マツシマに限らないのですか、今年の3年生たちは全体として実に謙虚でした。時折、それが自信なさげに見えることもあったのですが、この謙虚さはこれから社会に出た際には十分に武器になるはずです。どんな能力が高くても、謙虚さに欠ける人は、どこかで評価から外されるものです。謙虚に、そして人に誠実でいる人は、それだけで社会で通用します。それがまさにマツシマでした。練習試合に出かけた際などには試合相手の先生に部長と副部長が挨拶に行くのですが、リンとマツシマのコンビはその点でしっかりしていました。グランドで先生方への挨拶も実に折り目正しいのです。言葉だけ「こんにちは」と言う選手が多い中、マツシマとリトルベアーは相手に向き合い、頭をしっかり下げて挨拶ができます。それがどれほどうちの部にさわやかな印象を与えてくれたことでしょう。

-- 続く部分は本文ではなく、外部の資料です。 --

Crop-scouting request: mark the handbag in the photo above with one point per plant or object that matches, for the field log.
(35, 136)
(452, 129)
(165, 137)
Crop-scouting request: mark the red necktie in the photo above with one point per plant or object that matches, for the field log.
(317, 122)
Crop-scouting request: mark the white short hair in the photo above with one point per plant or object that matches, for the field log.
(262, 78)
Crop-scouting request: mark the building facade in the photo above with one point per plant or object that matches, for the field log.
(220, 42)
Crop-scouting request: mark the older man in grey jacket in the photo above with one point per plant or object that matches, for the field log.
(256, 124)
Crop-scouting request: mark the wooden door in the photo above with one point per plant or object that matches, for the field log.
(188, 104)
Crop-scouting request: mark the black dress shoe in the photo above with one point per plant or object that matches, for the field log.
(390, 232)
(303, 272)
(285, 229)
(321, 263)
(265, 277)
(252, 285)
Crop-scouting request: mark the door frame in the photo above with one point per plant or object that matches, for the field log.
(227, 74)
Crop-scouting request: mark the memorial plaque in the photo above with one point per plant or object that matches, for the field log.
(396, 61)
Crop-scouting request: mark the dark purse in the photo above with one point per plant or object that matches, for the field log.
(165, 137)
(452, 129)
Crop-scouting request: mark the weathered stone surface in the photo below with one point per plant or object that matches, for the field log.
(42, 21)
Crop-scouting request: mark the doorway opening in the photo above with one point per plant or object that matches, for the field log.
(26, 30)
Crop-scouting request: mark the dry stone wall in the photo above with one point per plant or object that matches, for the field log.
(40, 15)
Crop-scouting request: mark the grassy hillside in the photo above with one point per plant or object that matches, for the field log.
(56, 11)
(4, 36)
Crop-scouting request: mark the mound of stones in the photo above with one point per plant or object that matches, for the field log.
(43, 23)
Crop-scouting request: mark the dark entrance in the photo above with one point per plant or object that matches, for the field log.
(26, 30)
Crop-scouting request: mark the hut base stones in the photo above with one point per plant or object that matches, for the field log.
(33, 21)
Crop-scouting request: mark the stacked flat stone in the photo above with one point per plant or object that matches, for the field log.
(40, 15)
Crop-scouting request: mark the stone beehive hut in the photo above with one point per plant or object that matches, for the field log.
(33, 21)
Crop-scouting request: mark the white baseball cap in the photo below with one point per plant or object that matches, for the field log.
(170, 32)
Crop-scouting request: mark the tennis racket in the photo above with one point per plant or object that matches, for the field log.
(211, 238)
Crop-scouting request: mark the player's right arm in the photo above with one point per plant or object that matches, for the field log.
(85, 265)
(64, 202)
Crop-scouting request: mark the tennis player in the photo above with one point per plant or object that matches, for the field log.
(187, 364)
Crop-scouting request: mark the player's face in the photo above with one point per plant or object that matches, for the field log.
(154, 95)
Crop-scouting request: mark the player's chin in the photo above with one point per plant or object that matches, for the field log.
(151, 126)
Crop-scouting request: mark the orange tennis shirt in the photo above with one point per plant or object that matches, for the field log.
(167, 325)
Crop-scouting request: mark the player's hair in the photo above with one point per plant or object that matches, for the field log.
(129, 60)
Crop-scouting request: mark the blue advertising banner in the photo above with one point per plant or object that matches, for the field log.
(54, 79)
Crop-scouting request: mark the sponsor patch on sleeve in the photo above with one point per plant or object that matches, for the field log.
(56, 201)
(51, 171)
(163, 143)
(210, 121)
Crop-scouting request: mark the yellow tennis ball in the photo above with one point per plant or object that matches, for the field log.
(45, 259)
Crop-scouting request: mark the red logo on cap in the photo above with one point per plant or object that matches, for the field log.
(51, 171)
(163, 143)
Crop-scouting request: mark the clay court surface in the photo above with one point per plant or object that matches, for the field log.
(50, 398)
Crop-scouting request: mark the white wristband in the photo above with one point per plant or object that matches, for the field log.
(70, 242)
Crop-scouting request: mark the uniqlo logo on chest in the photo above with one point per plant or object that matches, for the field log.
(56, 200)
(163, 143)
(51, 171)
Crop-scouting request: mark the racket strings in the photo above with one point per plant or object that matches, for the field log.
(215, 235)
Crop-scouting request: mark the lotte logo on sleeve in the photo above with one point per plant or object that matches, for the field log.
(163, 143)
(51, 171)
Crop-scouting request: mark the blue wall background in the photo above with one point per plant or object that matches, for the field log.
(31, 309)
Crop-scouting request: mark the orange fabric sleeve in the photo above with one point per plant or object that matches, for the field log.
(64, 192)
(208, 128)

こうした何気ない姿勢を、多くの先生方が見ています。新チームも、みんなに応援してもらえるチームを目指すようです。であるならば、マツシマ先輩がどのような姿勢でクラブと向き合い、先生方へ挨拶をしていたかを思い出して、見習いましょう。皆が実践できれば、みんなの掲げた目標達成は難しいことではないかもしれません。